Il successo ha portato all’affidamento in concessione di altri tronchi autostradali, sia alla stessa società (che ha ora circa tremila km di autostrade), sia ad altre società, frequentemente costituite da enti locali o da questi promosse, per poter rendere i trasferimenti più agevoli ai cittadini. In questo caso, valeva ancor di più l’argomento del finanziamento privato, per le condizioni di storica carenza finanziaria delle amministrazioni locali.

 

Sarebbe ora opportuno ritornare alla gestione pubblica?

Non è facile rispondere, perché dipende dalle condizioni. Innanzitutto, si possono revocare tutte le concessioni o solo alcune? Per costituire una società pubblica, che se ne accolli la gestione, dotandola dei mezzi finanziari necessari? Oppure per fare nuove gare?
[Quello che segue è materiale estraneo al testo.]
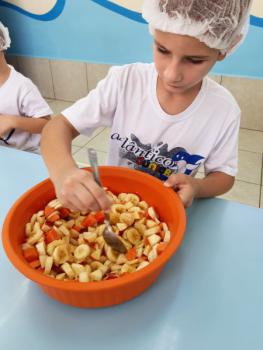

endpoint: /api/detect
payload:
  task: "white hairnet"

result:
[0,22,11,51]
[142,0,255,53]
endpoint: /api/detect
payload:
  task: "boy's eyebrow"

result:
[154,39,209,59]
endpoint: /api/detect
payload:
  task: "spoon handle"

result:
[88,148,102,187]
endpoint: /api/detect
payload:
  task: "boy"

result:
[0,22,52,153]
[42,0,253,211]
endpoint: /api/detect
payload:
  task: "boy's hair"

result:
[143,0,252,54]
[0,22,11,51]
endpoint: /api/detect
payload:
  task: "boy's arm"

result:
[0,115,50,136]
[164,172,235,207]
[41,115,111,211]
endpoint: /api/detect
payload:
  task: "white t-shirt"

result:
[0,66,52,152]
[62,63,240,180]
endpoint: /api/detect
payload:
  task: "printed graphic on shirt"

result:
[111,133,204,180]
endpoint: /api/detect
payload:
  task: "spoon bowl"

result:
[88,148,127,254]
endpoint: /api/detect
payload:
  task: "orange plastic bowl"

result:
[2,166,186,308]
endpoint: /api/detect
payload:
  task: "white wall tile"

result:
[222,76,263,131]
[239,129,263,153]
[236,151,262,185]
[51,60,88,102]
[86,63,111,91]
[18,56,55,98]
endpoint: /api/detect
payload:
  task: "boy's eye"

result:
[157,46,167,54]
[187,58,204,64]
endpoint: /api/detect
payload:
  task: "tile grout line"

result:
[258,153,263,208]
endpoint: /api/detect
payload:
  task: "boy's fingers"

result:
[164,174,181,188]
[84,178,112,210]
Come vede da queste domande, prima di entrare nei dettagli dei modi per revocare o dichiarare la decadenza, occorre fare scelte di fondo, relative all’ampiezza dell’intervento, alle modalità finanziarie, agli strumenti disponibili. Alle privatizzazioni si è arrivati dopo attenti studi, considerando i mercati e le condizioni delle aziende da mettere sul mercato. Per iniziare ora un moto contrario richiede attente valutazioni di costi e benefici.

 

E quali sono gli strumenti disponibili?

Posso farle un elenco, non una radiografia delle risorse disponibili, che sarebbe troppo lungo. Le regioni, innanzitutto, visto che i lavori pubblici sono stati trasferiti a questi enti. Vi sarebbe però la controindicazione di opere d’interesse nazionale, pluriregionali, in mano a enti la cui sfera di azione territoriale è limitata a una regione. Poi, il Ministero delle infrastrutture e dei trasporti, che è, però, stato depauperato di risorse umane e finanziarie proprio dopo l’istituzione delle regioni, e che perderebbe la funzione di controllo, non potendo gestire e controllare allo stesso tempo. L’Anas, nata nel 1928 come organo statale, diventata nel 1996 ente pubblico economico, nel 2002 società per azioni, nel 2018 parte del gruppo Ferrovie dello stato (ma l’attuale governo vuole tornare indietro). L’Anas ha 6 mila dipendenti e gestisce 26 mila km di strade e autostrade, 13 mila ponti e viadotti, 1800 gallerie. Come le altre partecipate pubbliche, tuttavia, è sottoposta a controlli prevenivi che ne intralciano l’attività. Inoltre, anche nel caso di ponti in gestione dell’Anas si sono verificati gravi inconvenienti.

 

La conclusione?

Né io, né altri abbiamo la bacchetta magica. Si tratta di decisioni importanti e complesse, che vanno studiate attentamente, dopo che le due indagini saranno giunte al termine. Principalmente, va valutata la disponibilità di strumenti gestionali adatti da parte dello stato. Io ritengo che non li abbia.